Modern Electrical/Electronic Infrastructure for Commercial Trucks : Generic Input/Output nodes for sensors and actuators in Commercial Trucks

University essay from KTH/Radio Systems Laboratory (RS Lab)

Abstract: The presence of electrical and electronic circuits in commercial trucks has increased at a very fast rate during recent decades. With advancements in embedded systems and the introduction of electric controls in the automotive industry, the design of complex electric systems for the vehicles has become one of the major design challenges. In the commercial truck industry, the development cycles are almost a decade long. Therefore, it is a big challenge to introduce a new architecture to accommodate the modern automotive technologies in the upcoming generation of trucks. Currently, the commercial truck industry relies highly on a federated electrical/electronic (E/E) architecture. In this architecture, Electronic Control Units (ECU) are responsible for computation and Input/Output operations. These ECUs are clustered into different domains based on their respective functions. However, these domains are not isolated from each other. These modules communicate with each other using a vehicular network, which is typically a controller area network in the current trucks. In the automotive industry, automation is increasing at a fast pace. As the level of automation increases, the need for high computation also increases, which increases the overall costs.

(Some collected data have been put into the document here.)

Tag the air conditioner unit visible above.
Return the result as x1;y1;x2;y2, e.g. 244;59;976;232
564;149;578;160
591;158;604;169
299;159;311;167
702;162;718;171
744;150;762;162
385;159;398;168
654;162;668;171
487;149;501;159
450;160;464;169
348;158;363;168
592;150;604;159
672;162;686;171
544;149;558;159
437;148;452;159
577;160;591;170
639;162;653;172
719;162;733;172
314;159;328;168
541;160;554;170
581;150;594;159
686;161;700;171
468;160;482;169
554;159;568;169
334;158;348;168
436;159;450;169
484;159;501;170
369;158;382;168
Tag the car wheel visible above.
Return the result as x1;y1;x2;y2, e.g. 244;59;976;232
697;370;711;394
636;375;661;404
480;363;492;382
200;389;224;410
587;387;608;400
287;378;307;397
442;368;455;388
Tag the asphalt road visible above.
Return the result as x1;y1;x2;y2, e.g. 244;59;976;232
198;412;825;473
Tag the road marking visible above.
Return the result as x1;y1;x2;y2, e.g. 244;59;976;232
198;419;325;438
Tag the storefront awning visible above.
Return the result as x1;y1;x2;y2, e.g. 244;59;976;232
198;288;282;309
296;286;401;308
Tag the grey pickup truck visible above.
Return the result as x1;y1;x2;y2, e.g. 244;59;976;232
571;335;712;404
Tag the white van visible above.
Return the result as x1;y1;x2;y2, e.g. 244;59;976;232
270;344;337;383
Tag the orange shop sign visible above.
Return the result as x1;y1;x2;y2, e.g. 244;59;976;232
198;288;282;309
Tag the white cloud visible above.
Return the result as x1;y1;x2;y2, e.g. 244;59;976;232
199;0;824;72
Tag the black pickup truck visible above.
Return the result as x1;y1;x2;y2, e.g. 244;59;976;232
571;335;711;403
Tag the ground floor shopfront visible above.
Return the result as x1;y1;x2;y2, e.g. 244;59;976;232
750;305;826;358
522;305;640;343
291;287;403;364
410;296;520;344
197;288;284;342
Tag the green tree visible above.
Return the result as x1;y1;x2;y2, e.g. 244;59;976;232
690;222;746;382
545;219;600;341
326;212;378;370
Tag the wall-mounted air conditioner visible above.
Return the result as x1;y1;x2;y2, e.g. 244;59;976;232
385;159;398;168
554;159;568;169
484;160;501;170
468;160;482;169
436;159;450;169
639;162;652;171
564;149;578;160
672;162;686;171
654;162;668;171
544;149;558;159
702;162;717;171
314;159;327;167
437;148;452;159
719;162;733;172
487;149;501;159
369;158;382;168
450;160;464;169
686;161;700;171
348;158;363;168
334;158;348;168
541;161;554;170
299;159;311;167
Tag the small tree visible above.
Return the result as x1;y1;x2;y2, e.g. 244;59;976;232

This study aims to address this problem by introducing an integrated E/E architecture where all the computational power is concentrated at one place (or perhaps two or three places to allow for redundancy). This study proposes to introduce a lowcost replacement for the current ECUs with more limited computational power but with generic input/output interfaces. This thesis provides the reader with some background of the current E/E architecture of commercial trucks and introduces the reader to ECUs. Additionally, the relevant network architectures and protocols are explained. A potential solution, based upon the centralized computation based E/E architecture and its implementation are discussed followed by a detailed analysis of the replacements for ECUs. The result of this analysis, if adopted, should result in a reduction of manufacturing and design costs, as well as make the production and maintenance process easier. Moreover, this should also have environmental benefits by reducing fuel consumption.